Auch beim Bremer Projektierer Energiekontor stehen die Zeichen der Analysten auf „halten“. Machemehl begründet dies einerseits mit den guten Offshore-Chancen beim küstennahen Windpark Nordergründe. Andererseits habe Energiekontor im Windpark-Geschäft in Südeuropa eine eher schwächliche Position.
Ganz verscherzt hat sich P&T Technologies AG die Aufmerksamkeit der Analysten. Der Jahresfehlbetrag für das Jahr 2002 musste zuletzt von 44,8 auf 45,3 Mill. Euro korrigiert werden. Mit einem Kurs von nur noch 33 Cent fristet die P&T-Aktie ein Dasein als Penny-Stock.

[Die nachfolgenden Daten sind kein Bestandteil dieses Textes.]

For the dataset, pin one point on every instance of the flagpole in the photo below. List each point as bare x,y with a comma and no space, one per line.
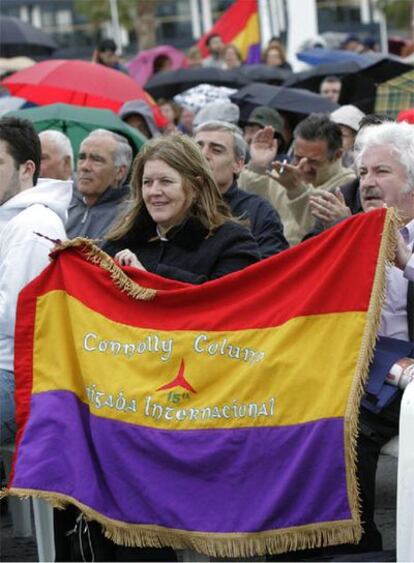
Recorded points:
195,19
265,22
115,24
206,15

Sorgenkind unter den Turbinenbauern ist die Nordex AG aus Norderstedt. Das Ergebnis brach im Jahr 2002 ein, mehrere Vorstandsmitglieder wurden gefeuert, Mitarbeiter entlassen. Der überraschend schwache Auftragseingang im zweiten Quartal des Geschäftsjahres 2002/03 von nur 3 Mill. Euro hat Analysten alarmiert. Frank Skodzik hat Nordex von „Neutral“ auf „Underperform“ abgewertet. Stefan Gäde von der Hamburgischen Landesbank hegt Zweifel, ob es Nordex noch alleine schaffen kann. Wenn erst das Geld knapp wird, droht der Anschluss auch bei der Entwicklung verloren zu gehen, befürchtet Gäde. Mit dem Makel „Underperformer“ müssen auch die dänischen Produzenten Vestas und Neg Micon leben. Beide verdanken dies ihrem schlechten US-Geschäft.
Den einzigen Lichtblick bietet derzeit die Hamburger Repower Systems. Als einziges Unternehmen der Branche hat Repower die Prognosen nicht nur erfüllt, sondern sogar übertroffen. Auch in diesem Jahr liegt das von Fritz Vahrenholt geführte Unternehmen auf Wachstumskurs. Im kommenden Frühjahr baut Repower in Brunsbüttel die erste Windkraftanlage mit einer Leistung von 5 MW und positioniert sich damit für den Wettbewerb um die Offshore-Parks. Die unveränderte Bewertung mit „neutral“ begründet Henrik Lier von der West-LB damit, dass das Unternehmen noch beweisen müsse, dass die in diesem Jahr angepeilte Internationalisierung gelingt.